You know — someone who knows all your secrets, keeps all your secrets, and shares all their secrets. Someone who doesn’t care what you look like, how much money you have, or what you snack on before you go to bed. Someone who loves you, funky wardrobe, personal hangups, and all.
I look back on my life, and see a number that fit that description. A neighborhood girlfriend when I was small. A couple of girls in high school. Another who went with me to the dances at the Navy base in my very early 20s. Different jobs, different besties. 3 or 4 when my children were babies; one or two from my various jobs. I have been blessed to have had their friendship. I don’t talk to but a few these days, and even then a year can go by without a face-to-face meeting.
I have been thinking about all of this since my footing in Bestieland right now is not as solid as it used to be.
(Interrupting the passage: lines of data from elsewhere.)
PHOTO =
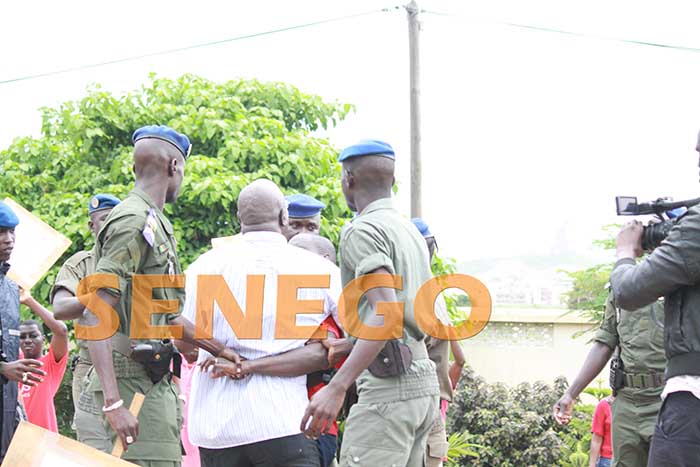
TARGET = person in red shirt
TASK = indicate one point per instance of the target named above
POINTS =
(601, 443)
(38, 399)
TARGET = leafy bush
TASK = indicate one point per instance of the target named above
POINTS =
(514, 427)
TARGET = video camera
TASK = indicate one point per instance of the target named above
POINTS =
(665, 209)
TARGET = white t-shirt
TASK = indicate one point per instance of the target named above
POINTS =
(224, 412)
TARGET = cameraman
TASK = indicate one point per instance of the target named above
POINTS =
(673, 271)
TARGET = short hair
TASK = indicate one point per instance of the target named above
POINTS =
(31, 322)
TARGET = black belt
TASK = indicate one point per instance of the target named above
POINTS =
(644, 380)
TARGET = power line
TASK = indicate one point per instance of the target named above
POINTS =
(197, 46)
(576, 34)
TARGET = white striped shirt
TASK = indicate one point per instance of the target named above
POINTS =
(224, 412)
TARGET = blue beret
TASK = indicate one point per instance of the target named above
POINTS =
(303, 205)
(422, 227)
(165, 133)
(102, 201)
(8, 219)
(367, 147)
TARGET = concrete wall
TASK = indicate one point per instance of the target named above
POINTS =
(530, 344)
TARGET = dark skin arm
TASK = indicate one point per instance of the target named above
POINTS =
(455, 371)
(59, 331)
(212, 346)
(313, 357)
(597, 358)
(66, 306)
(298, 362)
(121, 420)
(324, 406)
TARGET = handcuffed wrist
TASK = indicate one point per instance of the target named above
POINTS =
(113, 407)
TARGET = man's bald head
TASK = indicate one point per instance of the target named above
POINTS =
(367, 178)
(262, 207)
(315, 244)
(159, 162)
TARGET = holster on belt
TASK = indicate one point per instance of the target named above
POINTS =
(155, 356)
(393, 360)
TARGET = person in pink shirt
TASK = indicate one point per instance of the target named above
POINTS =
(601, 441)
(38, 399)
(188, 367)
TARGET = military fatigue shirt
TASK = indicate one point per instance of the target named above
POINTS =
(75, 269)
(379, 237)
(640, 335)
(9, 321)
(137, 238)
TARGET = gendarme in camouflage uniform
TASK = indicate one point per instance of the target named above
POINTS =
(123, 250)
(640, 335)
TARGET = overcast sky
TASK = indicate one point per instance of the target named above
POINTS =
(528, 135)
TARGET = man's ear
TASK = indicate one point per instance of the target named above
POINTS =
(172, 167)
(283, 218)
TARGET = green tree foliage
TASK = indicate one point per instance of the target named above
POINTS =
(513, 427)
(241, 130)
(588, 294)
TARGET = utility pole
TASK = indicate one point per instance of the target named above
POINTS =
(414, 70)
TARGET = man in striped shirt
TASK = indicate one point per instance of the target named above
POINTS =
(255, 420)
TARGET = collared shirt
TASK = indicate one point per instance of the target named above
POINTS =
(137, 238)
(640, 335)
(380, 237)
(75, 269)
(224, 412)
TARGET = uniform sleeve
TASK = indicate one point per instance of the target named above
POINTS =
(333, 296)
(607, 332)
(122, 251)
(598, 424)
(366, 251)
(68, 278)
(674, 264)
(189, 309)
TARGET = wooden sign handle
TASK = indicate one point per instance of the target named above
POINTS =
(134, 409)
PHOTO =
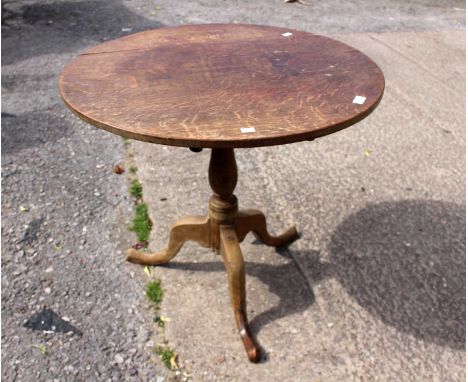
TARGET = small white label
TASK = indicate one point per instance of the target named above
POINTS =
(359, 100)
(247, 130)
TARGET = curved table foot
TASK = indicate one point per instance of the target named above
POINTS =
(255, 221)
(234, 263)
(196, 228)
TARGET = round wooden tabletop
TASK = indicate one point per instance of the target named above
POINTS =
(222, 85)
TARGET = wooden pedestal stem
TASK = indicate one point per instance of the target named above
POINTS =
(222, 230)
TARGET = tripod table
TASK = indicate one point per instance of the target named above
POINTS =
(222, 87)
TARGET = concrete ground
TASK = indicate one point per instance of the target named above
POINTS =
(373, 290)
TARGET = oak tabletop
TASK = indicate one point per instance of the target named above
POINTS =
(222, 86)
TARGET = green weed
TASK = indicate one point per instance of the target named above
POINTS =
(141, 223)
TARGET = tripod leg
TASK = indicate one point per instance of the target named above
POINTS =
(234, 263)
(196, 228)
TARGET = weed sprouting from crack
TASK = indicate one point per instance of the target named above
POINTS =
(136, 189)
(141, 224)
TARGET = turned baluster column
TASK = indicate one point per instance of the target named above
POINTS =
(223, 207)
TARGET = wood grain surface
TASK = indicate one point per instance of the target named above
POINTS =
(222, 86)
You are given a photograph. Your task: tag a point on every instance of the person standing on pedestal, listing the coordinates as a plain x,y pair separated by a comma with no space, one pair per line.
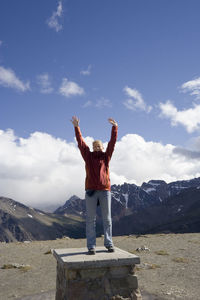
97,185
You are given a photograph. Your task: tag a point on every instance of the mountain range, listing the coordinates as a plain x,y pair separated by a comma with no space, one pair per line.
153,207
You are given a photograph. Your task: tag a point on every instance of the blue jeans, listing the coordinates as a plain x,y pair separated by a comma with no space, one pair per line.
104,198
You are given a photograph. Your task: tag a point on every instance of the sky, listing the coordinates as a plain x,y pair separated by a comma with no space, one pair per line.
136,61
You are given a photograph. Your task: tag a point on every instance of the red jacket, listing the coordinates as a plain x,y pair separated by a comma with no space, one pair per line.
97,162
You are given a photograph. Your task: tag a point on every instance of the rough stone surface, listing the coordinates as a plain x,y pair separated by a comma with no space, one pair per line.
100,277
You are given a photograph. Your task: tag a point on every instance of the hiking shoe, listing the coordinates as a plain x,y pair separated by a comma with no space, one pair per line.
110,249
91,251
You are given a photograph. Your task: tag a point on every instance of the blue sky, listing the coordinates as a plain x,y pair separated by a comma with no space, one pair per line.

Different callings often mean different directions. And sometimes the parameters of friendship change.
What does “best friend” really mean?
I am inclined to think the terminology and significance of it changes through your life. When I was younger it was important to have a “best” friend. That buddy that was almost attached to you at the hip. What you bought she bought. Where you went she went.
As you get older, your parameters change. You don’t necessarily need to be attached at the hip, but it’s great to have someone to drink wine with or go to hang at the park with you and your kids.
Different jobs through my life have provided different Best Friends. From grade school to high school to my file clerk job in my late teens to downtown Chicago in my late 20s to my besties when my children were babies — all were gifts in my life at a time when I needed them. These people came into my life for a reason. As I did into theirs. And often, when you have learned and grown from having this person in your life, it’s time to move on.
But does someone always have to move on?
I look back to my grade school years. L was my first real best friend — until she wanted to go play with A, who was older. My Great Lakes Navy Base besties married Navy men and shipped off to who-knows-where. C worked downtown with me, but when the company folded, so did we. D and L and J and I were all besties when we were raising babies. Living near each other they hung together, but because I moved to another state, I didn’t.
Was I better off knowing all of them?
Were they all my “best” friends?
As I grow older I understand why being best friends is a two-way street. You need to give and take. To support and clarify. To be willing to correct and be corrected. Best friends hold onto each other because their souls feel good together. And you don’t need to be attached at the hip, either. Just knowing the other person is a phone call away makes life a little easier.
My besties are at the same point in life that I am. Women who have learned and felt the things I have. Women who take me just the way I am yet encourage me to be much more. We laugh and cry and jabber together just like my friends and I did 40 years ago.
Einstein’s time line doesn’t exist for those whose hearts have connected. Whether that connection was years ago or yesterday. Let go of the ones who let go of you, and hold onto the ones who stay.
It’s not the space where best friends used to exist that matters, but the space in which they will always exist that makes you whole.